At one local elevator in west central Minnesota regularly followed in this column, as of June 25, the July cash price for corn was $4.22 and basis was 29 cents under. December 2019 cash price was listed at $4.21 and basis was 40 cents under.

“For corn producers, I really think farmers should seriously look at cleaning out bins of old crop corn,” Olson suggested. “Is there still some upside potential? Yes, but what’s happening is that as prices were going up we did get some farmer selling. In listening to some elevator managers more recently some of that farmer selling is tapering off.
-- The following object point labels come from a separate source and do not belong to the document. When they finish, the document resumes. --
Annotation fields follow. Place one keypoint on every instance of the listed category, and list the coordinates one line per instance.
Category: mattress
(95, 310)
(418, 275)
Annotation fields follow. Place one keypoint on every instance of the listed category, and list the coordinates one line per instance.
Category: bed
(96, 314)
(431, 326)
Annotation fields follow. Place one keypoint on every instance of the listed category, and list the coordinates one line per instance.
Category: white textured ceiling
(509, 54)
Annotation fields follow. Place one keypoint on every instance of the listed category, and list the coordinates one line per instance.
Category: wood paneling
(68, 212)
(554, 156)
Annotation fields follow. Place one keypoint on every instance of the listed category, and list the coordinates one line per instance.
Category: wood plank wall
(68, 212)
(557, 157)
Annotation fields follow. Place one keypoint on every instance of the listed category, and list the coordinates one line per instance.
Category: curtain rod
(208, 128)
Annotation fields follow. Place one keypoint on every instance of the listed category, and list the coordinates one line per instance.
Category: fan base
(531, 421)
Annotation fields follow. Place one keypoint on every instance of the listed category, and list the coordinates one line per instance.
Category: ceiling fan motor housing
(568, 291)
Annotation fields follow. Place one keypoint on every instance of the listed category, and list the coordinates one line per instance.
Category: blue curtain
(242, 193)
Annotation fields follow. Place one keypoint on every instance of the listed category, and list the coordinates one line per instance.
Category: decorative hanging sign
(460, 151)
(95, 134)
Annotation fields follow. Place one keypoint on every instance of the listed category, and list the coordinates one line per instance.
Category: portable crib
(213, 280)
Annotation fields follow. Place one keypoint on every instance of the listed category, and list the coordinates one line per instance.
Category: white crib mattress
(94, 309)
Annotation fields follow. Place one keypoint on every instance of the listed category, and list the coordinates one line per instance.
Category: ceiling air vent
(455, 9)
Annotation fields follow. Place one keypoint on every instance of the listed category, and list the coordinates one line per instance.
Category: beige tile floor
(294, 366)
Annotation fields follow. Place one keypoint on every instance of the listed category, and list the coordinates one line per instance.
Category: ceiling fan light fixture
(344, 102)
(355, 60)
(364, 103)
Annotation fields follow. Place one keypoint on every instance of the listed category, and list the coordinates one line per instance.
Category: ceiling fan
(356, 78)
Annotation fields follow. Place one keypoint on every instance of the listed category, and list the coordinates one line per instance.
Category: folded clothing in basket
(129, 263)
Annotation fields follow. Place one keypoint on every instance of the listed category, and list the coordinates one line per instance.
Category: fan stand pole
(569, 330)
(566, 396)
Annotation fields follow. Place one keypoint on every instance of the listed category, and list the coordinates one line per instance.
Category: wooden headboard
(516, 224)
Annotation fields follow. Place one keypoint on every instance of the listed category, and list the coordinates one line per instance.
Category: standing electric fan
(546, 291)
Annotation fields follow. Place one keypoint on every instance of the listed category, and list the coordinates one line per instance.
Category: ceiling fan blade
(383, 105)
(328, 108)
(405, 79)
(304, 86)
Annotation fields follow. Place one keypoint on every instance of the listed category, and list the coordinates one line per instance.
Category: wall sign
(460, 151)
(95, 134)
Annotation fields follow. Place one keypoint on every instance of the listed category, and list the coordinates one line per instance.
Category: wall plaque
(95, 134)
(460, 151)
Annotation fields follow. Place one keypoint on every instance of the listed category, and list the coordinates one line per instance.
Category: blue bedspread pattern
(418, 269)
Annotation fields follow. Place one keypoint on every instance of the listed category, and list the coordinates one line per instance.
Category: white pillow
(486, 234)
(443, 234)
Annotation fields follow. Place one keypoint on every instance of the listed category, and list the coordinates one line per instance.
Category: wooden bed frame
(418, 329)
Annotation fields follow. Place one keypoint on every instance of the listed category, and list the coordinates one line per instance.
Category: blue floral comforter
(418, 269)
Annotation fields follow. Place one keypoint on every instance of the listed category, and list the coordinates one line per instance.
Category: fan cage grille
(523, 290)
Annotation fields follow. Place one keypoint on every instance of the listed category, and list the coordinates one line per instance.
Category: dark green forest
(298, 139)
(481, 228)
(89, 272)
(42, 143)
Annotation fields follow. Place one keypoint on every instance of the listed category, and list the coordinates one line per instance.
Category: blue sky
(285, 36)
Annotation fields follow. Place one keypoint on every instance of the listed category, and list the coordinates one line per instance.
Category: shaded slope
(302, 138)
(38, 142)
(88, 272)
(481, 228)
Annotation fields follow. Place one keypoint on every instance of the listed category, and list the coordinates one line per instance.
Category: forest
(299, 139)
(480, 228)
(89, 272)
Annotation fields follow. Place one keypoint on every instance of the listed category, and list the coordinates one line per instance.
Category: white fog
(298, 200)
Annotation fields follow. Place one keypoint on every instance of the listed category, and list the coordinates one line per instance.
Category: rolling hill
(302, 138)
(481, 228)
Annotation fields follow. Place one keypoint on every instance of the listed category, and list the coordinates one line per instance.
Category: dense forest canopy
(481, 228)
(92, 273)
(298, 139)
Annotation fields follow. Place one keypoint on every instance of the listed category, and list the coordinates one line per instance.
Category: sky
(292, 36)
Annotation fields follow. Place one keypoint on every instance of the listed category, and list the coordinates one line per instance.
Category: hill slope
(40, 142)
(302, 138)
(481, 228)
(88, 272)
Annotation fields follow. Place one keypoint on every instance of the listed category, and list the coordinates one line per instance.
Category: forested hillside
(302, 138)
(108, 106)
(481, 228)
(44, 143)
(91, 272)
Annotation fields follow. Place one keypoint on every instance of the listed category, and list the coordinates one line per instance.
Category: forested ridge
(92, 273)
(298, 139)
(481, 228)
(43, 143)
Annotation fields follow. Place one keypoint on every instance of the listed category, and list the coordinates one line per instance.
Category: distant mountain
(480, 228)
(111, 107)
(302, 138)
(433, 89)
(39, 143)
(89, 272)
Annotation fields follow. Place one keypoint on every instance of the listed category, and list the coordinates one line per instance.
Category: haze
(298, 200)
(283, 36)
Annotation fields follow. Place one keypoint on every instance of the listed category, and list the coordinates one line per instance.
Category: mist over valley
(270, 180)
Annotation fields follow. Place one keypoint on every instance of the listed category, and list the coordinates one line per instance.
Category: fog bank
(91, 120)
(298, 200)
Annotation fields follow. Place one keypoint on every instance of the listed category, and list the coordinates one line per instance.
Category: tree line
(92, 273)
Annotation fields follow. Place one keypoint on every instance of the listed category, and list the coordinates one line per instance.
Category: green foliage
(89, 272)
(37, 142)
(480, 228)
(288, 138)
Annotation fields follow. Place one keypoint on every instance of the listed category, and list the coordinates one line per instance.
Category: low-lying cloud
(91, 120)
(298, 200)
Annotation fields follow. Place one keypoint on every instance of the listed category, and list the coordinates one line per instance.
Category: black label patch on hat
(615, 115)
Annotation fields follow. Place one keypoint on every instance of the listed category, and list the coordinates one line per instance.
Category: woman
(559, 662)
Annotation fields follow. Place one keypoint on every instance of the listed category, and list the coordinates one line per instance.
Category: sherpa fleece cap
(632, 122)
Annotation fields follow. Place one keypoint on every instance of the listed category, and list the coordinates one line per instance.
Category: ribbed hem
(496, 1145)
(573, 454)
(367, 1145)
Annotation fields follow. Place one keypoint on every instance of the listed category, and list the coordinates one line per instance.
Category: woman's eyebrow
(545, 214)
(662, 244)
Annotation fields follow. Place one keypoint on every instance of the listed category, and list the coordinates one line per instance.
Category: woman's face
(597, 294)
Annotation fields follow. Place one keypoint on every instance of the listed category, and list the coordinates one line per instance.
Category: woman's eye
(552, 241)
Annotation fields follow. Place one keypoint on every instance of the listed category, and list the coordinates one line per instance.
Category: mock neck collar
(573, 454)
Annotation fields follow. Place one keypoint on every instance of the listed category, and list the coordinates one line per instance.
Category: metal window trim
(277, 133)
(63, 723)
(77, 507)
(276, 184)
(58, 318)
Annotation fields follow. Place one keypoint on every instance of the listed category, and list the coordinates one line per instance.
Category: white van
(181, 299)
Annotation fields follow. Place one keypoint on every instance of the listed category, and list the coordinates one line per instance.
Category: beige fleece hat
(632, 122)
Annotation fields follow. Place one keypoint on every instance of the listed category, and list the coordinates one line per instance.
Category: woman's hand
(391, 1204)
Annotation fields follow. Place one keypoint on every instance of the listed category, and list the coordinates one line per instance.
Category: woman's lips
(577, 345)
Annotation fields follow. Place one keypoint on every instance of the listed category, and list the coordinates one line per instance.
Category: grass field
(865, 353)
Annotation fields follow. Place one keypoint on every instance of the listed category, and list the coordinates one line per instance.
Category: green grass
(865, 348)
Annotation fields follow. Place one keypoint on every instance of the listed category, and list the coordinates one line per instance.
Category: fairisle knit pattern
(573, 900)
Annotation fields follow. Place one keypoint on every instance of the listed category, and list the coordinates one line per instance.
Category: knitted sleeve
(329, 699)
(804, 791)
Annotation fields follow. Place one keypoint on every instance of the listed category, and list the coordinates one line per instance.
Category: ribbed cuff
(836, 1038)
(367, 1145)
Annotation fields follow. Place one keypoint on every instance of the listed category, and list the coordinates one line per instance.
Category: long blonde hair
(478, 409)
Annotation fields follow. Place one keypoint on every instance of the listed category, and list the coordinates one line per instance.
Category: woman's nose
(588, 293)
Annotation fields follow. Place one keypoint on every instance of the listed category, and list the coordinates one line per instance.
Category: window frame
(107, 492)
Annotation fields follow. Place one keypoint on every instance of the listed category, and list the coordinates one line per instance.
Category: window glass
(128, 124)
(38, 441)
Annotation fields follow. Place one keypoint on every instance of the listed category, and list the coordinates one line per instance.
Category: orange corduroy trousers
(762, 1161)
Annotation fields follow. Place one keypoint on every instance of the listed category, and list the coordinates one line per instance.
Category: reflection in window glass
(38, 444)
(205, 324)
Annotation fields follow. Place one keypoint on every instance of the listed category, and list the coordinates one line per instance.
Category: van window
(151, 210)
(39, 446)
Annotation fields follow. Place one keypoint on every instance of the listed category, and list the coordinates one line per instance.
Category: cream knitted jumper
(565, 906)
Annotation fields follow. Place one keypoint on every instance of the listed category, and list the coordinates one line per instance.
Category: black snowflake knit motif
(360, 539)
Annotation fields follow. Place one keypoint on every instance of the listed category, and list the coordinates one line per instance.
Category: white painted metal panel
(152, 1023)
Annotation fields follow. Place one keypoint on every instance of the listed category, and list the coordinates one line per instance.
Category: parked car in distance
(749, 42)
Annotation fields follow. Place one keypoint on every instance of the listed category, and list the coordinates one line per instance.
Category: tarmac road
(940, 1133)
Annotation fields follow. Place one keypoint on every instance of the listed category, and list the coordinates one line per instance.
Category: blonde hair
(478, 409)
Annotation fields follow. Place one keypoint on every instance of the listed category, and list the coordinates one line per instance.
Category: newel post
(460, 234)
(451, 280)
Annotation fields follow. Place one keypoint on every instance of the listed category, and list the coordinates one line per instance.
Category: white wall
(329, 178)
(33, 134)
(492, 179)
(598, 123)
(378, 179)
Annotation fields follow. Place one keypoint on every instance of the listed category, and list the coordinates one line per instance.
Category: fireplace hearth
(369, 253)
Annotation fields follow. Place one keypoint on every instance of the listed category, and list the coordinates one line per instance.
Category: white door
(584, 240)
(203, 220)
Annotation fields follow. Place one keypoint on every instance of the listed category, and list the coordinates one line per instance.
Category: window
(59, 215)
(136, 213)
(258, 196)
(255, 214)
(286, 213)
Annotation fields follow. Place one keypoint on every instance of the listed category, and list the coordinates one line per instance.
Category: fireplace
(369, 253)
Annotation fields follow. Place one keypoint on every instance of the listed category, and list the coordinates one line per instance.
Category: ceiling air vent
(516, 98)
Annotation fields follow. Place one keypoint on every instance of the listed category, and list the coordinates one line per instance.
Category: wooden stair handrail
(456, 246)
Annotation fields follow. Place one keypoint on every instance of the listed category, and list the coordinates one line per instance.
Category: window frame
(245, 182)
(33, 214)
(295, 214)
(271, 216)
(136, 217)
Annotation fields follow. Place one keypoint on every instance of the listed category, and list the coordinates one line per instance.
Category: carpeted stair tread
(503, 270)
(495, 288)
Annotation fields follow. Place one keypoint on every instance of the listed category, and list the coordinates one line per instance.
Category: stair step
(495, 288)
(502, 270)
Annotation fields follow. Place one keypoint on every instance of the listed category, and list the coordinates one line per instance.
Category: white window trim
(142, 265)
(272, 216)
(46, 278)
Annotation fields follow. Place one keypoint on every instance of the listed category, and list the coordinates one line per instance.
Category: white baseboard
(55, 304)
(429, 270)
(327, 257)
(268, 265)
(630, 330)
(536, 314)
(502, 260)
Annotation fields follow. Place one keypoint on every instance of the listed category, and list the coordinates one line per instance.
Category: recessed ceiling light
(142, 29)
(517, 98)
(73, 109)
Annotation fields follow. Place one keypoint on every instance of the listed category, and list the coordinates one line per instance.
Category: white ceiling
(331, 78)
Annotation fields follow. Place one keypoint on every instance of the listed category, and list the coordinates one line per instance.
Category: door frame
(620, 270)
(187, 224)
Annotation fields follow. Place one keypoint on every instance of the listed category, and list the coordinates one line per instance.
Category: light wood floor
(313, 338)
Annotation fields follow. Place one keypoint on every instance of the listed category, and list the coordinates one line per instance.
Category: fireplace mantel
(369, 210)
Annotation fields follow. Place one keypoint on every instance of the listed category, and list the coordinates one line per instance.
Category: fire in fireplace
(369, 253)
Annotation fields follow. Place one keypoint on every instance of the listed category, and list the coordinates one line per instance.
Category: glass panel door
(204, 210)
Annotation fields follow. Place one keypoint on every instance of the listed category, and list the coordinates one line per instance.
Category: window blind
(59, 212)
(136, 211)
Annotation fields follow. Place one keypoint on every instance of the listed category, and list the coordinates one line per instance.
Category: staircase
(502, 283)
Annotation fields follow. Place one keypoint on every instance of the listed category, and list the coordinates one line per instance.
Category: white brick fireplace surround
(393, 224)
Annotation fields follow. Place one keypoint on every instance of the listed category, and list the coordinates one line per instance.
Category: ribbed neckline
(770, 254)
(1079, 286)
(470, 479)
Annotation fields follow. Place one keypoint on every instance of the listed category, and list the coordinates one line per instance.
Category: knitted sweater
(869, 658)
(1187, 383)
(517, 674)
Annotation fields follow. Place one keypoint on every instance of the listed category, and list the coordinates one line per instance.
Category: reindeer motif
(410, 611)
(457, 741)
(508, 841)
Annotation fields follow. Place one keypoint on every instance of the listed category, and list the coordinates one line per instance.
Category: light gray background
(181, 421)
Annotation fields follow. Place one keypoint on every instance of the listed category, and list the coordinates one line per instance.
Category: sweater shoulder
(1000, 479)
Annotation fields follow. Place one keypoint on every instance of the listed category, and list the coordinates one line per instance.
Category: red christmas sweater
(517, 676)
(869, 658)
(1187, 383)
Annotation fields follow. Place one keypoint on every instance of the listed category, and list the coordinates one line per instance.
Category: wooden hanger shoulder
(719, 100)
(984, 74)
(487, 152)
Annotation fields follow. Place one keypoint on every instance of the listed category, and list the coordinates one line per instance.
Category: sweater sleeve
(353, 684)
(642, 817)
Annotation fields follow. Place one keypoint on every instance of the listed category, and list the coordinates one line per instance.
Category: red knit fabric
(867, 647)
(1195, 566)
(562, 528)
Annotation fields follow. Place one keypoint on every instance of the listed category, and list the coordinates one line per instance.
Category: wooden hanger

“Farmers, I think, are getting a bit more optimistic that prices will keep going up so they want to hold back and wait,” he continued. “I’m not saying that’s a bad strategy, but I think it’s a risky strategy. If everybody starts doing that I think we’re going to have some basis problem as we get into the middle of the summer.

“I know why farmers (in the region) are being a bit more cautious about pricing their new crop because we have a long growing season ahead of us, but what I’m trying to get at is that this is the highest prices in three years we’ve seen for old crop corn that’s in the bins,” he said. “If you want to gamble, I understand why you’re less comfortable doing a lot of forward pricing on corn that’s in the ground right now, but you know how many bushels you have in the bin and you know exactly how many bushels you can sell and I keep asking farmers the question - what are you waiting for? Higher prices is not a good answer. They can go down too.”

Another factor the market is looking at is corn from South America. Brazil is a major competitor of the U.S. in the corn market and has a very good crop coming.

Brazil had a good summer crop and their winter crop, which is being harvested now, looks to have very good yields so the U.S. will have good competition in the world market.

“We’re not the only country that can sell corn, and we still rely heavily on exports for our corn supplies,” he said. “I understand why farmers are optimistic price-wise given what’s going on in the Corn Belt, but if they’re wrapped up in ‘oh, it needs to go higher,’ but all of a sudden it can go lower because we forget about all these other conditions.

“Exports, ethanol and feed demand, each of those is sensitive right now to higher prices so the question is how high can they go before buyers back out?” he asked. “We’re caught up right now in this euphoria of higher prices and, at least in the Northern Plains where it looks like our crop is progressing though it’s still a little behind and there’s some concerns about that.

“But I’m looking at old crop corn and you’ve got to move that old crop corn out of the bin before harvest to make room. I’m worried that by the time we get into mid-summer and everybody holds and stalls, that we’ll have a lot of grain moving in the middle of the summer and basis levels are going to suffer,” he added.

“I want to caution everybody not to get overly bullish.”